1. Scalable AI Training Workloads with OVH Public Cloud GPUs

    Python

    To set up a scalable AI training workload environment using OVH Public Cloud GPUs, you would need to follow a series of steps. Since OVHcloud is not directly supported by Pulumi as a native provider, the approach to automating infrastructure would typically involve using the OpenStack provider, which is compatible with OVH Public Cloud as it exposes an OpenStack API.

    However, as of my last update, Pulumi does not have an OpenStack provider ready out of the box. Therefore, a more general approach would involve using Pulumi to create and configure a Kubernetes cluster and then leverage that cluster to perform AI training workloads using GPU-enabled nodes.

    This Pulumi program in Python will guide you through setting up a Kubernetes cluster on a cloud provider, such as Google Kubernetes Engine (GKE), Amazon Elastic Kubernetes Service (EKS), or Azure Kubernetes Service (AKS), and then configuring it with a node pool or nodes that are GPU-enabled.

    We'll go with Google Kubernetes Engine (GKE) for this example. To accomplish this, you would use the gcp.container.Cluster and gcp.container.NodePool resource types to create and manage the Kubernetes cluster and the node pool with GPU capabilities.

    Required setup before running the code:

    • You must have a GCP account with billing enabled.
    • You must have the gcloud CLI tool installed and authenticated.
    • You must have Pulumi CLI and Python installed.

    Let's start with the Pulumi program:

    import pulumi import pulumi_gcp as gcp # Replace these variables with your own desired settings project = "your-gcp-project-id" zone = "us-central1-a" cluster_name = "gpu-enabled-cluster" node_pool_name = "gpu-node-pool" # Create a GKE cluster gke_cluster = gcp.container.Cluster(cluster_name, project=project, zone=zone, initial_node_count=1, node_config={ "oauth_scopes": [ "https://www.googleapis.com/auth/compute", "https://www.googleapis.com/auth/devstorage.read_only", "https://www.googleapis.com/auth/logging.write", "https://www.googleapis.com/auth/monitoring" ], } ) # Create a node pool with GPU-enabled nodes gpu_node_pool = gcp.container.NodePool(node_pool_name, project=project, cluster=gke_cluster.name, zone=zone, initial_node_count=1, node_config={ "machine_type": "n1-standard-4", # This is an example machine type "oauth_scopes": [ "https://www.googleapis.com/auth/compute", "https://www.googleapis.com/auth/devstorage.read_only", "https://www.googleapis.com/auth/logging.write", "https://www.googleapis.com/auth/monitoring", ], # This accelerators block specifies the GPU type and count "accelerators": [{ "acceleratorCount": 1, "acceleratorType": "nvidia-tesla-k80" }], # Ensure that the node pool has the requisite Drivers for the accelerators "guest_accelerator": [{ "type": "nvidia-tesla-k80", "count": 1 }], # Setting preemptible to True can reduce costs for training jobs that can be interrupted "preemptible": True, "disk_size_gb": 100, "disk_type": "pd-standard", }, autoscaling={ "minNodeCount": 1, "maxNodeCount": 5, # Setting an upper limit to control costs }, management={ "autoRepair": True, "autoUpgrade": True }, depends_on=[gke_cluster] ) # Export the cluster name and node pool name pulumi.export('cluster_name', gke_cluster.name) pulumi.export('node_pool_name', gpu_node_pool.name)

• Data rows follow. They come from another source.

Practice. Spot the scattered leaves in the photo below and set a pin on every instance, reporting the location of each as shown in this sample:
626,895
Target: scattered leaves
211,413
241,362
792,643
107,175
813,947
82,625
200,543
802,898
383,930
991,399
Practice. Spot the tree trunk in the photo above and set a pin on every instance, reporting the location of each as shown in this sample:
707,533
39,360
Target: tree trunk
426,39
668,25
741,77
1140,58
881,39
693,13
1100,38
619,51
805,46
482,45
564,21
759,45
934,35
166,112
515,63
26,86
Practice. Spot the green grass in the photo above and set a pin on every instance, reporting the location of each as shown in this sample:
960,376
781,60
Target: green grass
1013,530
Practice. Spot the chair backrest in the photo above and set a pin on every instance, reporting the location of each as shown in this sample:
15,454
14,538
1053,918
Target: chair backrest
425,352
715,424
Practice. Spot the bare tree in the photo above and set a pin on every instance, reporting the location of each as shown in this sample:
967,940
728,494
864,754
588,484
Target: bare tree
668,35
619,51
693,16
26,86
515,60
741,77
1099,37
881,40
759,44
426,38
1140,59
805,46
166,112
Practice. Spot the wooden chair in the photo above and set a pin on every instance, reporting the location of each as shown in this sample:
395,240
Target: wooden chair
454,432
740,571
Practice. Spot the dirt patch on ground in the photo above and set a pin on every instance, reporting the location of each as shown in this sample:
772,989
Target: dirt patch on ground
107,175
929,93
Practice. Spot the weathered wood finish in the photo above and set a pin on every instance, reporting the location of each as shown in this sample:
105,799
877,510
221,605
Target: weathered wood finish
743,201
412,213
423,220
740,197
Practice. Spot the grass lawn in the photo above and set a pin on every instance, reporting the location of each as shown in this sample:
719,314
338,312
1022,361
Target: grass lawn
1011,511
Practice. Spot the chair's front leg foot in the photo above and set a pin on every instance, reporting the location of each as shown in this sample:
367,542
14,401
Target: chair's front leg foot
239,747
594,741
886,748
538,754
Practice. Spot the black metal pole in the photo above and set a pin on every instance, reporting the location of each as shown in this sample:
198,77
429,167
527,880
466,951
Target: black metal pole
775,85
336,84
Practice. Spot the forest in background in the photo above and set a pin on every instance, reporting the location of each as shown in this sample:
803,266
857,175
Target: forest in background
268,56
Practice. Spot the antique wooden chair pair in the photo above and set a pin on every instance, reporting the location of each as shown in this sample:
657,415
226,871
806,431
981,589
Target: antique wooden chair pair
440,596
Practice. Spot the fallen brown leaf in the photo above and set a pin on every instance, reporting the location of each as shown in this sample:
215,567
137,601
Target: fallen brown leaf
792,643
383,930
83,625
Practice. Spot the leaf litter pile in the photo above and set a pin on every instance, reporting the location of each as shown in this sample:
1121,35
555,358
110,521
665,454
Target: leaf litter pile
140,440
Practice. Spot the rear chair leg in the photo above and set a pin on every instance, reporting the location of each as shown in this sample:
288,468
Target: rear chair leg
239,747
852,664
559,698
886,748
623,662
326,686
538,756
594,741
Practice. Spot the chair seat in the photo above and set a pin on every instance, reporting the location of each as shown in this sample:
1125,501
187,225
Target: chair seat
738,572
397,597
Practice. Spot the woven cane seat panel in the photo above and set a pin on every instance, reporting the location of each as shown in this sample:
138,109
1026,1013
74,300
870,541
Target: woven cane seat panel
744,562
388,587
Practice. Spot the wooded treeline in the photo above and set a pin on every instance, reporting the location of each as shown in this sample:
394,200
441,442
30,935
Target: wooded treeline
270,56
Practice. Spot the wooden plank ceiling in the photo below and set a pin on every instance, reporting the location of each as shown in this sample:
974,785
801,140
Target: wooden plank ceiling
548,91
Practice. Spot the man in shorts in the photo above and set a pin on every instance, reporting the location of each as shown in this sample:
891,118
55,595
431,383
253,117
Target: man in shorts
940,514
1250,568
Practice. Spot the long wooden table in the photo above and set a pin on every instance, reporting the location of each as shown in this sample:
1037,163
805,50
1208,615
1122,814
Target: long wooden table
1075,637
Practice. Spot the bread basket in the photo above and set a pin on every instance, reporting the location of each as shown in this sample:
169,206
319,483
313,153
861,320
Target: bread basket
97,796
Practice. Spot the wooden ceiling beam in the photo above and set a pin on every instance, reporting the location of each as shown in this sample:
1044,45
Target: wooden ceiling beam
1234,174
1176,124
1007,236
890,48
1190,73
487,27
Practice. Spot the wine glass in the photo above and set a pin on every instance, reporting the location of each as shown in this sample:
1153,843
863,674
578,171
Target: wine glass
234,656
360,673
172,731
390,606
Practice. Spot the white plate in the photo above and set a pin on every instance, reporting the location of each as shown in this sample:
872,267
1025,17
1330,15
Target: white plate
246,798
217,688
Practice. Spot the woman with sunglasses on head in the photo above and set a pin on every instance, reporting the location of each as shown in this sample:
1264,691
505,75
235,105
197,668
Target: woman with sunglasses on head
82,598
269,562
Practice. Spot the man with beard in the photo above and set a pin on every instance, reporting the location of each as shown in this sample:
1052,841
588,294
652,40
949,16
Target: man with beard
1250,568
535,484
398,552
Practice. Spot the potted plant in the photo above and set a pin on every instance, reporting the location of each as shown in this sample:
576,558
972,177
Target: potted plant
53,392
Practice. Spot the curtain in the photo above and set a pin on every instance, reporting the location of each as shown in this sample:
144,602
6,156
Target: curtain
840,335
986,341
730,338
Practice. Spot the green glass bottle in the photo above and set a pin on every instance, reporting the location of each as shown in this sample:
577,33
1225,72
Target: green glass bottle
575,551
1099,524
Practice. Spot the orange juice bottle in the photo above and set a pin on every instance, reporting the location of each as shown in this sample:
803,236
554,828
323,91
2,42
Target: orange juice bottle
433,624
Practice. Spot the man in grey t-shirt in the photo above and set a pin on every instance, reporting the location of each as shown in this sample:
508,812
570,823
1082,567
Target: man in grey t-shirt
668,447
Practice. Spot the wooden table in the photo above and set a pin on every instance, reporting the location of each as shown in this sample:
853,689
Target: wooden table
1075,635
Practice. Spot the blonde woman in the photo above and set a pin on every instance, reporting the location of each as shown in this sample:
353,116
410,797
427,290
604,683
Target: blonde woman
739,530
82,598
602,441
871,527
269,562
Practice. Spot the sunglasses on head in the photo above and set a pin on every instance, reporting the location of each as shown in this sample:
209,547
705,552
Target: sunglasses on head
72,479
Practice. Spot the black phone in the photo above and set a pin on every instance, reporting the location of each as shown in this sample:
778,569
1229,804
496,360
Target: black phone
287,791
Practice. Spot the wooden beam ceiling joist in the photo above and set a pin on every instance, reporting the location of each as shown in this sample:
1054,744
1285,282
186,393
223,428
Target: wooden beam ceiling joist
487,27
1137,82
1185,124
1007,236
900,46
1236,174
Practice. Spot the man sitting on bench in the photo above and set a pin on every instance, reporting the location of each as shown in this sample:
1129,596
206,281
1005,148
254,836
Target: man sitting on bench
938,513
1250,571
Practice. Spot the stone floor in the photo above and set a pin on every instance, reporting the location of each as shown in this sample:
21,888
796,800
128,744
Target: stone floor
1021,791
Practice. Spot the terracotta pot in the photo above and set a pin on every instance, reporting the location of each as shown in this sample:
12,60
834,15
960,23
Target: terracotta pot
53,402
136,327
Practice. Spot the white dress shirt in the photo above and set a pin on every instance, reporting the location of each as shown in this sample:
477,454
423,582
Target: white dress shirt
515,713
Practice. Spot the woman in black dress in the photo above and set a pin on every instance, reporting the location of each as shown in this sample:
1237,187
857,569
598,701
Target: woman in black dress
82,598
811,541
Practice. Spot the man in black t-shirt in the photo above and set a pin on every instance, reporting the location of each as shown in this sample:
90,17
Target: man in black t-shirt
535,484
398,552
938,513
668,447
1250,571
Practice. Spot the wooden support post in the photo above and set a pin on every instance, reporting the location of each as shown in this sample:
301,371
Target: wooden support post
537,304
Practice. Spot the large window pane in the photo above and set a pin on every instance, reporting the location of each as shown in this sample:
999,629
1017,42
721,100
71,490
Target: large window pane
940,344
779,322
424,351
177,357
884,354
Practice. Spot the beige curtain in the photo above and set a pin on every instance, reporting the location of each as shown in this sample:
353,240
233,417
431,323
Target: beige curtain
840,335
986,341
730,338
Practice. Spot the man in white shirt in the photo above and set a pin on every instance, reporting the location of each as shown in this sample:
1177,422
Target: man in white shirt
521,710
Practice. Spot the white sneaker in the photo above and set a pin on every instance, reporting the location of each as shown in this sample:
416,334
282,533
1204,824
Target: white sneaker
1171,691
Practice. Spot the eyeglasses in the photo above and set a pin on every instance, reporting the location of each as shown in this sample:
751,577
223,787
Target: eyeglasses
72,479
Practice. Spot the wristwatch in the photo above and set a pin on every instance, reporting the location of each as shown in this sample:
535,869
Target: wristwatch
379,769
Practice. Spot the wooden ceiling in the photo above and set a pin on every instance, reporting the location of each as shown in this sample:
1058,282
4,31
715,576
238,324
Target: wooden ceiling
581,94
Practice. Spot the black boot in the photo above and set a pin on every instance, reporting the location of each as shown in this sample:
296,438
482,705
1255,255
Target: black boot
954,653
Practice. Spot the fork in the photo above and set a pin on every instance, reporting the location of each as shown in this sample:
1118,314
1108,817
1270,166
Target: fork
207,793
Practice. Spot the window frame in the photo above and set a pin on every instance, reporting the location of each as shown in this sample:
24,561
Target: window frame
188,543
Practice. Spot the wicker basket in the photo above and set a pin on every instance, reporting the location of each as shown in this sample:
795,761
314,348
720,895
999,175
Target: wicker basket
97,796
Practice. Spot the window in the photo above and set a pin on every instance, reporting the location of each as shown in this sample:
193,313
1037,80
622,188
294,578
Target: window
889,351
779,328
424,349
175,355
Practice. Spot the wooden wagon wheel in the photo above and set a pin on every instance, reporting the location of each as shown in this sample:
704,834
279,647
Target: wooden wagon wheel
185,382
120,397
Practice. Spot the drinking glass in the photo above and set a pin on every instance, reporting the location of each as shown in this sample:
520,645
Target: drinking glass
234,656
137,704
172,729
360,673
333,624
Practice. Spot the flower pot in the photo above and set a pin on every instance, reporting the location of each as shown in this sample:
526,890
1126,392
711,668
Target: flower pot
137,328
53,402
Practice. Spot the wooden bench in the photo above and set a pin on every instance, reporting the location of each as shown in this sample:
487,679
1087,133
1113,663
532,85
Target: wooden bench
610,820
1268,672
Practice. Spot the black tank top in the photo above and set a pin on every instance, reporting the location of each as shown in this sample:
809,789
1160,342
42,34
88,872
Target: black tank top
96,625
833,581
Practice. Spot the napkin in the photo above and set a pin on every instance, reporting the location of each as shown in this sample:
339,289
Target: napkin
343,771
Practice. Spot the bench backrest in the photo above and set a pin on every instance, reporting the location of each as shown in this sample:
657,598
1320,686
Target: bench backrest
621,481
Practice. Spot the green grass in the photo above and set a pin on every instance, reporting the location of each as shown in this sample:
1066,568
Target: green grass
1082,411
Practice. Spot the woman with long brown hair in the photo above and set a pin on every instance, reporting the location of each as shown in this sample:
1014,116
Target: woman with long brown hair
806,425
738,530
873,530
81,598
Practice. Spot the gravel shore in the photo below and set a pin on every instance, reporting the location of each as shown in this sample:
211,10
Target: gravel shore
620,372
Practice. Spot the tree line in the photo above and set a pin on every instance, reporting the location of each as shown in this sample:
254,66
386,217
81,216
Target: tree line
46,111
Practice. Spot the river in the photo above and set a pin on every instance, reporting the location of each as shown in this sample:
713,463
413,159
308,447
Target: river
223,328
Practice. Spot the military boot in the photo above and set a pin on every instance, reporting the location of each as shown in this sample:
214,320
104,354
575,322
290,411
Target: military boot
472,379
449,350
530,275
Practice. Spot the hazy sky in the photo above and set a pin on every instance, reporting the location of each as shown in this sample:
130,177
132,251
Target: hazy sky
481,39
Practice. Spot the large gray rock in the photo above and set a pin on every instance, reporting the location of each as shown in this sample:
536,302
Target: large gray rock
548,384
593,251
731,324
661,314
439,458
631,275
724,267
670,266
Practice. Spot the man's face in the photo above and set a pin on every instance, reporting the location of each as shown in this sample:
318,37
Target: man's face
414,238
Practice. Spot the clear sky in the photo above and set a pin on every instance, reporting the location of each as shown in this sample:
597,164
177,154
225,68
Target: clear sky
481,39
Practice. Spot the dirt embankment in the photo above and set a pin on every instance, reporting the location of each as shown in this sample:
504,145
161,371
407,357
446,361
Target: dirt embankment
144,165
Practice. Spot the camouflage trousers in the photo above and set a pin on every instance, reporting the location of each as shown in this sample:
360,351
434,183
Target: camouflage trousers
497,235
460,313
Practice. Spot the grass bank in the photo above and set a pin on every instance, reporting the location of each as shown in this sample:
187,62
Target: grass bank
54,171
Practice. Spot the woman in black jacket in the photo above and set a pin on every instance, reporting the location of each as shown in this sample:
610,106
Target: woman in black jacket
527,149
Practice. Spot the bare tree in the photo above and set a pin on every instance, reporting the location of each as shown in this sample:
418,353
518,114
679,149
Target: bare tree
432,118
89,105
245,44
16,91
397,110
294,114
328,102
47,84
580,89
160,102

    This program creates a GKE cluster and a node pool configured with NVIDIA Tesla K80 GPUs. The node pool is also configured to be autoscalable, which means it can automatically scale the number of nodes between the specified minimum and maximum count depending on the workload.

    In the node_config, we specify the GPU accelerator type and the number of GPUs per node. In this case, we have chosen nvidia-tesla-k80, which is suitable for many AI workloads, but this choice would depend on the specific requirements of your AI application.

    Remember to substitute your project details, the desired region and zone for deployment, and the specific machine types and GPU counts that meet your needs.

    Once executed, this program will provision all the necessary infrastructure on GCP for running your scalable AI workloads with the power of GPUs. You then would use Kubernetes jobs or other similar mechanisms to run your training jobs on the cluster.